Intrigued by what he saw, Thorp decided to volunteer himself, and in 1999, he traveled to the Shenandoah Valley to serve those in need as a WorkCamp contractor.

Gaining the opportunity to combine service, teaching and positive self-growth, Thorp enjoyed his first experience at WorkCamp and decided to return as an adult leader in 2000 and 2001.

Although Thorp could not take off the five days necessary to volunteer at WorkCamp in 2002 due to a new job assignment, it was important to him to remain involved, so he volunteered as a team building station leader for a day. After building up enough vacation hours, Thorp returned as an adult volunteer the following year.

Throughout the last 10 years, Thorp has served as a troubleshooter at WorkCamp. Within this capacity, Thorp visits between eight and 10 work sites to provide assistance and expertise to work crews.

As a troubleshooter, Thorp has had some interesting experiences that have helped him develop his Catholic faith.

When asked to provide a crew with six specialized attachment devices for a kitchen sink, Thorp went to several home supply stores and could not find the items he needed.

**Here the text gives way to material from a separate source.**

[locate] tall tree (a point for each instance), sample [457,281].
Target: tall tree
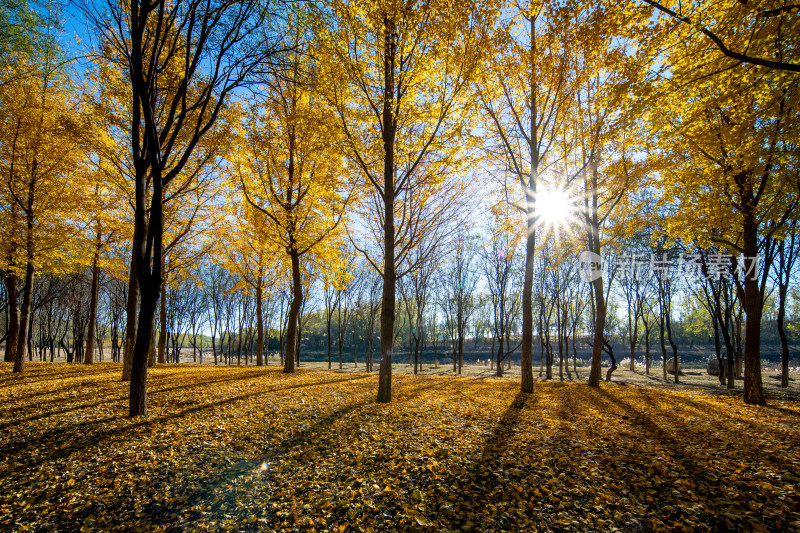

Unwilling to give up, he began visiting WorkCamp sites on his route and came across a kitchen sink with the exact attachments needed lying in a patch of tall grass.

"Experiencing the Lord's hand in this simple way was exciting and gave me the opportunity to witness a concrete demonstration of His love," said Thorp. "WorkCamp has really reminded me that the Lord is present in everything we do."

Although health factors have become a growing concern for him, Thorp hopes to continue serving as a WorkCamp volunteer to promote "a safe and rewarding experience" for the teens of the diocese.

"I have seen a positive change occur in the teens who participate in this program, and it is such a rewarding experience," said Thorp. "By supporting the program, we provide these teens with the unique opportunity to experience Jesus in new ways that can only emerge by being a part of an intentional Catholic community."

With 15 years of experience under his belt, Thorp can't wait for WorkCamp 2015, in Quicksburg, June 20-26.

"This camp is for the glory of God, and I am excited for another opportunity to share in His love this summer."